In our last article, we mentioned about that gold prices are in the cusps of renewed volatility. The question is, will the volatility break gold prices out to a new record high or will it break it down to a low?
Yesterday, gold price surged US$20 with high volume of trading. Gold prices had not jumped so much for quite a while already and in the minds of many trend following traders (in the context of gold prices forming a technical pennant) this is indeed a buy signal. In the days to come, if this upward momentum is sustained, this will attract the attention of the mainstream media.
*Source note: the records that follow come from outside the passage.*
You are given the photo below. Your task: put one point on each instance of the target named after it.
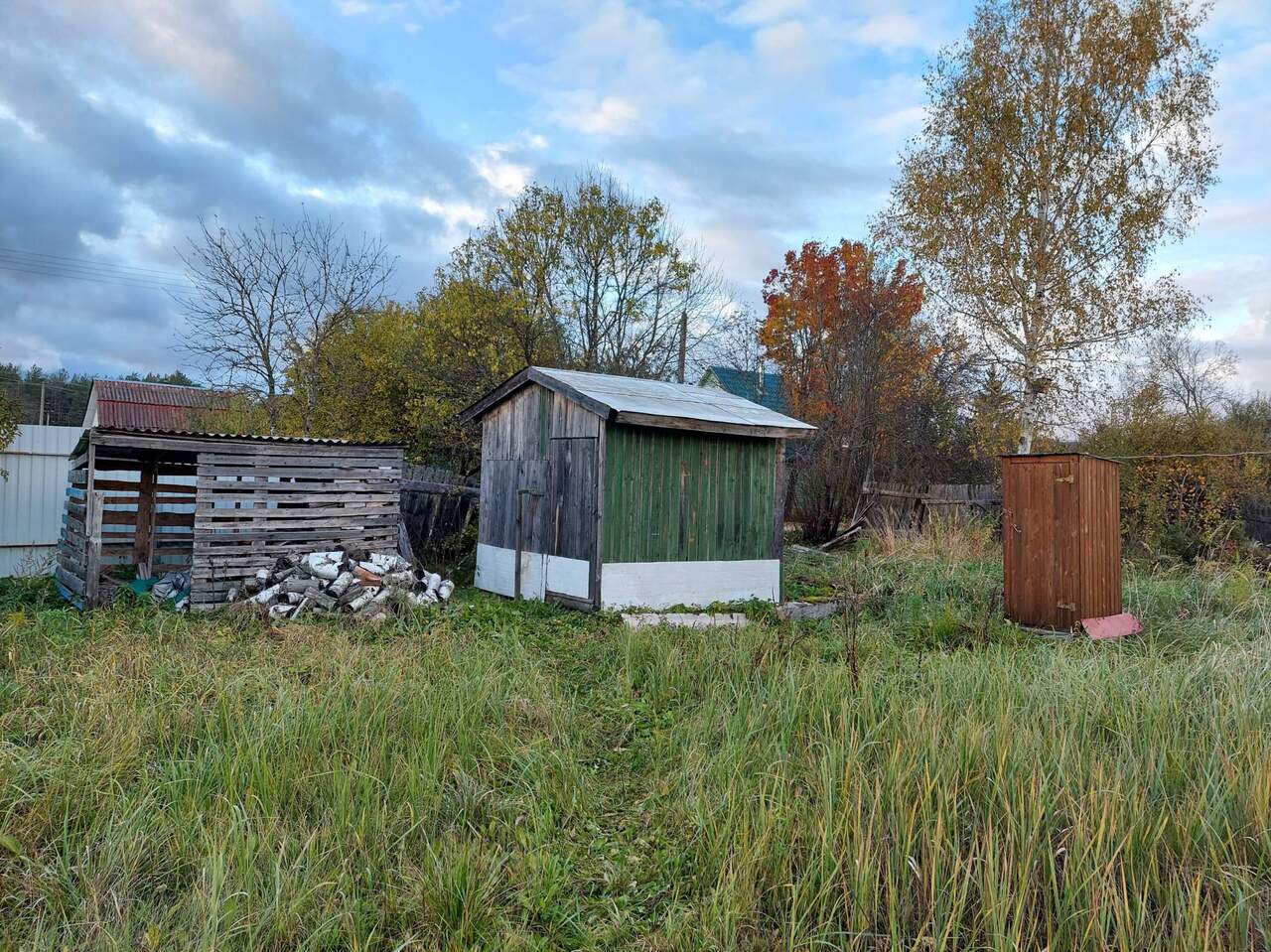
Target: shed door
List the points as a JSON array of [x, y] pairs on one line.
[[1040, 543], [571, 534]]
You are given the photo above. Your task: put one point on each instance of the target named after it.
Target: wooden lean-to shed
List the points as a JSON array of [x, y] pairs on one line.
[[604, 490], [217, 504], [1060, 538]]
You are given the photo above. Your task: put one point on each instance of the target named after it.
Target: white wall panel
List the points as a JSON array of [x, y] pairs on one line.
[[33, 497], [659, 585]]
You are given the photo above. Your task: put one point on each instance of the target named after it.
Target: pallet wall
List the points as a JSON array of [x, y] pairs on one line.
[[258, 501]]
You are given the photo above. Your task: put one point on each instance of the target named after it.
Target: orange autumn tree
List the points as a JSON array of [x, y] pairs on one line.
[[843, 328]]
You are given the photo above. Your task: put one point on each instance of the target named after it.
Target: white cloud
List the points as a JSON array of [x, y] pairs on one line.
[[895, 31], [761, 12], [786, 48]]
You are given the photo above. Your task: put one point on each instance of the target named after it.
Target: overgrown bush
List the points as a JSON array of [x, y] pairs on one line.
[[1181, 506]]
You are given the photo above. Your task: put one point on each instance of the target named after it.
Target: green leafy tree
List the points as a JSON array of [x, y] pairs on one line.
[[596, 276], [1064, 143]]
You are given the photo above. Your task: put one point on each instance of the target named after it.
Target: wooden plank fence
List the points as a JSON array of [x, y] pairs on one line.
[[436, 504], [258, 501], [908, 504]]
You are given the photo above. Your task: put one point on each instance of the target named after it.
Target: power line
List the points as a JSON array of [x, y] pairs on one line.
[[90, 263], [98, 279]]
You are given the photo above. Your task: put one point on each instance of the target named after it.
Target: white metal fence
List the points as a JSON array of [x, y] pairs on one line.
[[33, 497]]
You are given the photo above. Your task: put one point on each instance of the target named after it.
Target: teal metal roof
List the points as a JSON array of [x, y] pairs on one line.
[[766, 389]]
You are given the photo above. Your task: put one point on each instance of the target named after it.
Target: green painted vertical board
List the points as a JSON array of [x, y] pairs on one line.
[[683, 495]]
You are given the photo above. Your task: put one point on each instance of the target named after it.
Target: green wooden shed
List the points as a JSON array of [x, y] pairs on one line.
[[602, 490]]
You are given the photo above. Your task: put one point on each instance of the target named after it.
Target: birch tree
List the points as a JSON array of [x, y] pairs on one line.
[[1065, 141]]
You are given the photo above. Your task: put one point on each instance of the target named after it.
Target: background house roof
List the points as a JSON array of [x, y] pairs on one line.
[[763, 388], [651, 403], [132, 404]]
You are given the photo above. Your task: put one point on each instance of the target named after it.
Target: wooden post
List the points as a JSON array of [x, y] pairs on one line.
[[91, 529], [598, 553], [143, 539], [93, 553], [779, 517], [516, 567]]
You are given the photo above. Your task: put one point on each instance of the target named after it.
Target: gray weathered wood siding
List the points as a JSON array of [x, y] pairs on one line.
[[540, 467]]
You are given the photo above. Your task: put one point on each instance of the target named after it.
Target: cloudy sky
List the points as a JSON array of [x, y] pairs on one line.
[[761, 122]]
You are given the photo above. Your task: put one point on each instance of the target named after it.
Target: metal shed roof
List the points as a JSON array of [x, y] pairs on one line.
[[651, 403]]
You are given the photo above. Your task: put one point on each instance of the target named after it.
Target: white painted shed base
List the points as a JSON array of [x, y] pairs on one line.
[[654, 585]]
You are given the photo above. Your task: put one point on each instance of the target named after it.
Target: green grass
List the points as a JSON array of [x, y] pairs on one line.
[[512, 775]]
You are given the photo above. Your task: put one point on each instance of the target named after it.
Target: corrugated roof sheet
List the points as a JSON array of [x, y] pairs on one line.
[[162, 394], [135, 404], [254, 438], [657, 398], [766, 389]]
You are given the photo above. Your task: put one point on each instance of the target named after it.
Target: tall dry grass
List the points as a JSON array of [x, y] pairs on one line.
[[520, 776]]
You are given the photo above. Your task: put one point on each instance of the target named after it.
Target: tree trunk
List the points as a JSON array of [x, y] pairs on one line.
[[1027, 412], [684, 343]]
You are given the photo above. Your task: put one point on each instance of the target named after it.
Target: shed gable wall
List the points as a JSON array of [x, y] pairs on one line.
[[547, 445]]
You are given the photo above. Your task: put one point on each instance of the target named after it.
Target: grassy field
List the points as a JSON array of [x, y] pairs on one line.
[[511, 775]]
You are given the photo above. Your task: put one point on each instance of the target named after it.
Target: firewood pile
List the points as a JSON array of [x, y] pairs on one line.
[[353, 583]]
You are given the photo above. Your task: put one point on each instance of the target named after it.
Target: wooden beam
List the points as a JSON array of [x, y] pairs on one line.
[[141, 542], [93, 551], [599, 542], [779, 516], [711, 426]]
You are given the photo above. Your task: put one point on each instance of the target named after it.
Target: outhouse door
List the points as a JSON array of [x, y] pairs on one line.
[[1040, 539], [573, 494]]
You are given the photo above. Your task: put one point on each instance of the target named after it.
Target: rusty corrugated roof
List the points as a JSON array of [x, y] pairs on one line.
[[204, 435], [134, 404]]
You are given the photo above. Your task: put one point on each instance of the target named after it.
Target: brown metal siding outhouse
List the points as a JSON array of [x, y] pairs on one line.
[[1060, 538]]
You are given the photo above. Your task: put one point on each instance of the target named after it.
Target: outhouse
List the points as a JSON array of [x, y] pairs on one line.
[[602, 490], [1060, 538]]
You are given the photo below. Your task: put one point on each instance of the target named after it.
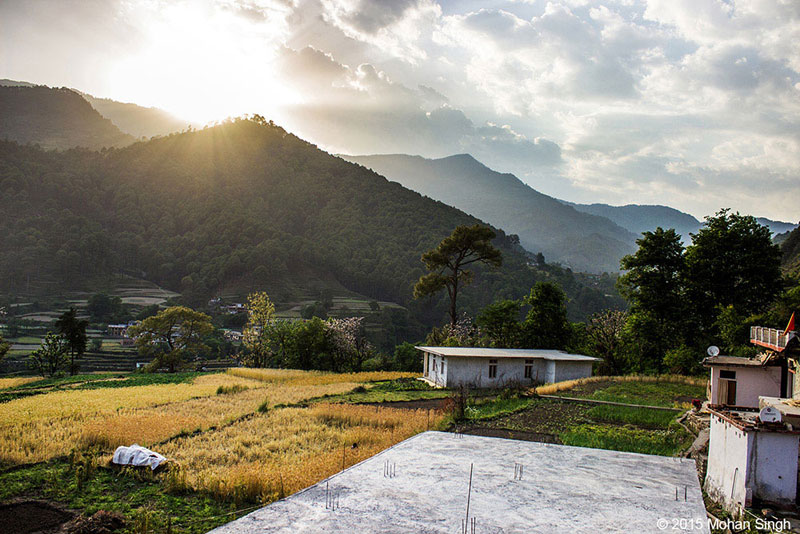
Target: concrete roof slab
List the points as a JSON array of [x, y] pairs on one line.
[[563, 489]]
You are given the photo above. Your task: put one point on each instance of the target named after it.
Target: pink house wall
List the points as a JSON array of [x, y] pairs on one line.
[[751, 382]]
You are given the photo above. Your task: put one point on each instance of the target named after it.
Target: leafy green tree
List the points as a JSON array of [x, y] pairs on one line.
[[683, 360], [546, 325], [257, 331], [51, 358], [448, 262], [349, 343], [732, 262], [312, 346], [172, 336], [653, 284], [73, 330], [407, 358], [654, 278], [500, 323], [605, 332], [5, 346]]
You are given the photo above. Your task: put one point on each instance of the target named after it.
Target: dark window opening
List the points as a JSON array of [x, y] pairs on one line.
[[528, 368]]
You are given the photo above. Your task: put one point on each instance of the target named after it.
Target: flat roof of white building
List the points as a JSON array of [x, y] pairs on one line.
[[487, 352], [562, 489]]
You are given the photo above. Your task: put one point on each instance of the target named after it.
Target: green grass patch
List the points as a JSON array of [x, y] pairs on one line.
[[94, 381], [399, 390], [136, 495], [644, 417], [496, 407], [666, 442], [668, 394]]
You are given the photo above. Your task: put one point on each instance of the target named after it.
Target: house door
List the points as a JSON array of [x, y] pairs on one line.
[[727, 392]]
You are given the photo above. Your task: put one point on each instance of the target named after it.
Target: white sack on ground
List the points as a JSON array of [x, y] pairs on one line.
[[138, 456]]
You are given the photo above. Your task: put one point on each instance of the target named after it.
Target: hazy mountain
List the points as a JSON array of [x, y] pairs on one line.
[[777, 227], [54, 118], [790, 247], [136, 120], [643, 218], [15, 83], [234, 208], [544, 224]]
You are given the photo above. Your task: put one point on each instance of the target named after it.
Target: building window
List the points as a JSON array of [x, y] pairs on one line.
[[492, 368]]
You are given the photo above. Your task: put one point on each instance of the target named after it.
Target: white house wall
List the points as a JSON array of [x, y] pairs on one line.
[[774, 473], [751, 383], [567, 370], [726, 474], [475, 371], [743, 465]]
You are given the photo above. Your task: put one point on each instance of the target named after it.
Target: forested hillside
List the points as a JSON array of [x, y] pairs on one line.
[[136, 120], [544, 224], [54, 118], [642, 218], [790, 248]]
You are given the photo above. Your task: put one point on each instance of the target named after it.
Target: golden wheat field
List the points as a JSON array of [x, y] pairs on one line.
[[16, 381], [223, 431]]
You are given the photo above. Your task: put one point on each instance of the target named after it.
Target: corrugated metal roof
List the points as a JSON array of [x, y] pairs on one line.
[[734, 361], [483, 352]]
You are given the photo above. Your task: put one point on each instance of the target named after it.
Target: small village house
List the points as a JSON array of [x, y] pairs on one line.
[[751, 458], [754, 424], [496, 367], [739, 381]]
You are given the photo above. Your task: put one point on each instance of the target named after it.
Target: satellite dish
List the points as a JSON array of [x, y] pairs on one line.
[[769, 414]]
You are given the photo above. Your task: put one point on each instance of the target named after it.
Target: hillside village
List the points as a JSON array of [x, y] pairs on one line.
[[318, 266]]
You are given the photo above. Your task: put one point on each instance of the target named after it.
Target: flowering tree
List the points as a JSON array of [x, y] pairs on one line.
[[350, 342], [258, 330]]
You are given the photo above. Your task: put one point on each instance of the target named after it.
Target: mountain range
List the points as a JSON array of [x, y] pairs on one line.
[[579, 240], [585, 237]]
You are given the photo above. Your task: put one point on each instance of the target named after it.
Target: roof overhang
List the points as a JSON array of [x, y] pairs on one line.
[[493, 352]]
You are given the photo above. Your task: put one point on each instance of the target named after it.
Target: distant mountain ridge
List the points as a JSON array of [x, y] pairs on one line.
[[136, 120], [582, 241], [639, 218], [55, 118], [132, 119]]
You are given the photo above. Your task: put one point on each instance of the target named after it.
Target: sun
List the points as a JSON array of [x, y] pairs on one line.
[[202, 63]]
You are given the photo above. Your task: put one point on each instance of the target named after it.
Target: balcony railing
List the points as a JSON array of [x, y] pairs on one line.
[[768, 337]]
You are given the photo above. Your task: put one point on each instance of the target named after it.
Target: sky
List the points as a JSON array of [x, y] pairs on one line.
[[693, 104]]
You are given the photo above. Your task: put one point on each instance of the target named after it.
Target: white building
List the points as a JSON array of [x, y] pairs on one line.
[[750, 460], [739, 381], [493, 367]]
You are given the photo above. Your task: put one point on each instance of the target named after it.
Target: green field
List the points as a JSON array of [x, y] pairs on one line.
[[623, 428]]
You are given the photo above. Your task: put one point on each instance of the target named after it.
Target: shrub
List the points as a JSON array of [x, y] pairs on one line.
[[228, 390], [682, 360]]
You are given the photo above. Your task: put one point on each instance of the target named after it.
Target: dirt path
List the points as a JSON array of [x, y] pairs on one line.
[[31, 516]]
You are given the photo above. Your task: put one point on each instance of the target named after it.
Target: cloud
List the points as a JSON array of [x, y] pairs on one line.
[[394, 26], [361, 110]]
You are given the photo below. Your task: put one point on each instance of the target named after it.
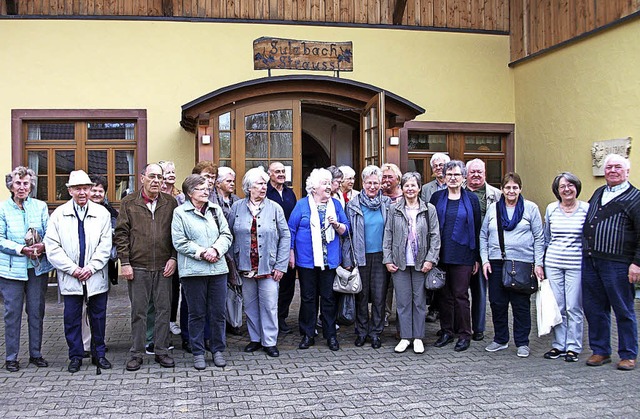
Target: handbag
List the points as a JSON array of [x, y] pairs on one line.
[[234, 305], [345, 281], [517, 276], [346, 309], [435, 279]]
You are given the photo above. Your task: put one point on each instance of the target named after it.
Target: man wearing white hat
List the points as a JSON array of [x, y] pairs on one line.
[[78, 243]]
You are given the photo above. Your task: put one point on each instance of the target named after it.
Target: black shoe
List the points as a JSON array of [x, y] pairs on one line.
[[12, 366], [306, 342], [101, 362], [272, 351], [462, 345], [443, 340], [74, 365], [283, 327], [165, 361], [376, 343], [253, 346], [38, 362], [333, 344]]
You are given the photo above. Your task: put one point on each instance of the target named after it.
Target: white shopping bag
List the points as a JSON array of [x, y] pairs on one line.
[[547, 308]]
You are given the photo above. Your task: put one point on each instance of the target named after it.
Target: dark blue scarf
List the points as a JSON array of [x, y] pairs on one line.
[[463, 235], [510, 224]]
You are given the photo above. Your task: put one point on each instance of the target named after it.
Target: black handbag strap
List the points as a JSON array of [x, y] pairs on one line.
[[500, 231]]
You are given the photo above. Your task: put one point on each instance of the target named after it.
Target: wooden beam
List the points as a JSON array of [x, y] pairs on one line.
[[12, 7], [167, 8], [398, 11]]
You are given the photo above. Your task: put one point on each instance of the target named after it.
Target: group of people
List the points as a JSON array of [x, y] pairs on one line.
[[396, 230]]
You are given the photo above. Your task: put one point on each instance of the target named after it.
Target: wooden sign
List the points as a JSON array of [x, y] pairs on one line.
[[291, 54]]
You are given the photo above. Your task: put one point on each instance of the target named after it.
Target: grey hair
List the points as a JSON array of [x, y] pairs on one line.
[[476, 161], [371, 170], [223, 172], [316, 175], [439, 156], [569, 177], [453, 164], [20, 172], [336, 173], [617, 157], [411, 175], [347, 171], [191, 182], [251, 177]]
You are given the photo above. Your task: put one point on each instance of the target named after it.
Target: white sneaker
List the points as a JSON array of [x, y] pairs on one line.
[[174, 328], [495, 346], [523, 351], [402, 346]]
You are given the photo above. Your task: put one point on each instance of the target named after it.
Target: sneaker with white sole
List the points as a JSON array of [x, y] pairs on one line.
[[402, 345], [495, 346], [174, 328], [523, 351]]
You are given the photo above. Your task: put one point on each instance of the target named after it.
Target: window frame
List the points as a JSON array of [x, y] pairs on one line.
[[21, 117]]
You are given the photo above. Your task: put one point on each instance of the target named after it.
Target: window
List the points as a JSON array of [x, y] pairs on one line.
[[492, 143], [54, 143]]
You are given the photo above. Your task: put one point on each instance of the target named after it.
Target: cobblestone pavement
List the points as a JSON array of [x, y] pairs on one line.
[[353, 382]]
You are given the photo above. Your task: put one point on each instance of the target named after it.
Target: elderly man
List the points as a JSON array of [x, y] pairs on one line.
[[78, 243], [148, 260], [611, 264], [437, 162], [279, 192], [487, 195]]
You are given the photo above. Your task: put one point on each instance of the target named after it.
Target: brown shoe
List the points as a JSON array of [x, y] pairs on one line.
[[627, 364], [165, 361], [134, 364], [598, 360]]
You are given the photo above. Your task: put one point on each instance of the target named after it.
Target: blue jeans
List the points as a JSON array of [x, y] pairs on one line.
[[500, 298], [605, 286], [566, 285], [316, 283], [207, 297], [97, 314], [14, 293]]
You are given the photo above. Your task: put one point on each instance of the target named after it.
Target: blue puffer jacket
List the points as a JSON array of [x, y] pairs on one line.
[[14, 224]]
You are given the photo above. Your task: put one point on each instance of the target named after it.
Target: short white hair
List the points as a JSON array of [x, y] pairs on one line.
[[617, 157], [347, 171], [439, 156], [315, 177], [251, 177]]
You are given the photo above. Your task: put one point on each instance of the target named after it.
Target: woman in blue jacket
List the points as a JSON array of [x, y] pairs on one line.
[[23, 266], [315, 224]]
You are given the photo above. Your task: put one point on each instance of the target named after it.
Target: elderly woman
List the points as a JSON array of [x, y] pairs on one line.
[[411, 247], [524, 242], [315, 224], [346, 191], [459, 219], [563, 264], [23, 266], [201, 236], [261, 252], [225, 188], [367, 213]]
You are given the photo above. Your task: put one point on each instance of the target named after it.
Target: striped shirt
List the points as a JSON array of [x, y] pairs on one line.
[[563, 236], [612, 231]]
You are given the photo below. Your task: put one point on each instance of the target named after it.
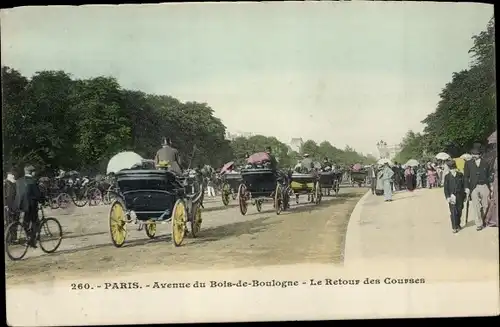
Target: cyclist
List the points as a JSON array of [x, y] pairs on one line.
[[28, 197]]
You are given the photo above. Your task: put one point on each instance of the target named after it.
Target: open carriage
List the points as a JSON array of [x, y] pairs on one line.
[[358, 175], [260, 183], [230, 181], [151, 197], [306, 183], [230, 185], [330, 181]]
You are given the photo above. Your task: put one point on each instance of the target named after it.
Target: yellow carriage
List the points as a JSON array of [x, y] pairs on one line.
[[306, 183]]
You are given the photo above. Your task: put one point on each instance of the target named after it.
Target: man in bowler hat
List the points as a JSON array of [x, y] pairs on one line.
[[28, 196], [454, 193], [477, 183]]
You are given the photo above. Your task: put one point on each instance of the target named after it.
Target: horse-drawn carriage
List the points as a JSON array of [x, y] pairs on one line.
[[150, 197], [230, 181], [260, 182], [306, 183], [330, 181], [358, 175]]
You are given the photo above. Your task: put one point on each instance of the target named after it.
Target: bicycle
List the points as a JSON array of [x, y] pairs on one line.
[[17, 236]]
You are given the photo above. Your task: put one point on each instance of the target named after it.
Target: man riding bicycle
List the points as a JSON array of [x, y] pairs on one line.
[[28, 197]]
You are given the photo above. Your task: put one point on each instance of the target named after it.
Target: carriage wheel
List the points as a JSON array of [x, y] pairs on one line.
[[318, 194], [117, 224], [150, 229], [16, 241], [80, 201], [225, 194], [242, 199], [64, 200], [278, 199], [94, 196], [179, 215], [258, 205], [196, 220]]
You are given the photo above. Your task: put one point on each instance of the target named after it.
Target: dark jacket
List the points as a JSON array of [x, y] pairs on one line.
[[474, 175], [28, 194], [167, 153], [9, 193], [454, 185]]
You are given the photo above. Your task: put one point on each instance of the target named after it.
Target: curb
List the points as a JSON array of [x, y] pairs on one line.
[[352, 243]]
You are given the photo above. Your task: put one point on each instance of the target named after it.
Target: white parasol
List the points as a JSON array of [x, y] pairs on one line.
[[466, 156], [123, 160], [412, 163], [384, 161], [442, 156]]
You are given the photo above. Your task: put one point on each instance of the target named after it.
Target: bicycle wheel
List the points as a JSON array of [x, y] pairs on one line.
[[49, 235], [16, 241]]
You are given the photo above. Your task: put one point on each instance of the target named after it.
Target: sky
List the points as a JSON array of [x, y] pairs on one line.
[[351, 73]]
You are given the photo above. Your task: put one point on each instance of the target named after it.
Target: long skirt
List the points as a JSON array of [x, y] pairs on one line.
[[409, 182], [492, 213], [387, 190]]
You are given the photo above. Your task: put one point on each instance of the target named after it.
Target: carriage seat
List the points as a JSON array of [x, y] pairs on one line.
[[131, 180]]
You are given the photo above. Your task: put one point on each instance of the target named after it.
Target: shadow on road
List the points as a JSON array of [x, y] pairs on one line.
[[248, 227]]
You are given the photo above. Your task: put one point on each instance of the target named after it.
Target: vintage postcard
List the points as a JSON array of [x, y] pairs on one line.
[[227, 162]]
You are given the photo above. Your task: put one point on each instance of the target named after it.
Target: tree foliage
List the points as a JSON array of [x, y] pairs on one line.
[[466, 112], [54, 121]]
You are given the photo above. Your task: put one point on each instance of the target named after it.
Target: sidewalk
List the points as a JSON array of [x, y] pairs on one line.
[[412, 235]]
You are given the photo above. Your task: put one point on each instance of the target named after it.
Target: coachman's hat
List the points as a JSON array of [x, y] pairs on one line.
[[477, 148]]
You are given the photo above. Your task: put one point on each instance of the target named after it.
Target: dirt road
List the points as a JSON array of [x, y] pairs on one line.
[[306, 233]]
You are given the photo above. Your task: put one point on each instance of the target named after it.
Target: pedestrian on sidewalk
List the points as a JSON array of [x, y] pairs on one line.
[[492, 214], [409, 176], [372, 174], [477, 183], [454, 192], [387, 175], [431, 176]]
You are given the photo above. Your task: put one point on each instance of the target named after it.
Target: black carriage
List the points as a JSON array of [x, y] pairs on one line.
[[330, 181], [149, 197], [262, 184], [306, 183], [359, 177], [230, 185]]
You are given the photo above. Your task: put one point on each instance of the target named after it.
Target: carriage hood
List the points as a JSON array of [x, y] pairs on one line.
[[123, 160]]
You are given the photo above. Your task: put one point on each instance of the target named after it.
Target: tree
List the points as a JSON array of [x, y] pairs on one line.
[[466, 112]]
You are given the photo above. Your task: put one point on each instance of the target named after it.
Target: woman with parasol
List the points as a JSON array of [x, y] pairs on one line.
[[491, 219]]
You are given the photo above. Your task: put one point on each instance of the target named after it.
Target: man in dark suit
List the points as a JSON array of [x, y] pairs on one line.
[[28, 196], [477, 183], [454, 191], [169, 154], [9, 191], [372, 175]]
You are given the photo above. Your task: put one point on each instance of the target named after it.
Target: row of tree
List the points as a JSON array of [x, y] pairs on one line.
[[54, 121], [466, 112]]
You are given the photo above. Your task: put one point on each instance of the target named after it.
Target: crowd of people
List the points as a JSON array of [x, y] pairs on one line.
[[473, 179]]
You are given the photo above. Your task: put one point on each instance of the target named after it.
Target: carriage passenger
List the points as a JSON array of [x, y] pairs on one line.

But is this the time to short stocks? Let’s take a look at this Point-and-Figure indicator:
This indicator tells us the percentage of stocks in the NYSE that are currently under “Buy” signals. Unlike the other index (e.g. Dow Jones & S&P), this is a very ‘democratic’ indicator in the sense that each stock is given an equal share of one ‘vote.’ It is used as a contrarian indicator to tell us when the market is in extreme bullish position or not. As the chart shows, it is current down to 77.23%, from a high of 80%. As you can see from the chart, 80% is an unprecedented high since 2001. The market is at a very high risk territory for a reversal.
Currently, this Point-and-Figure indicator is not officially in trend reversal status yet. But it will be soon if more stocks comes under “Sell” signal.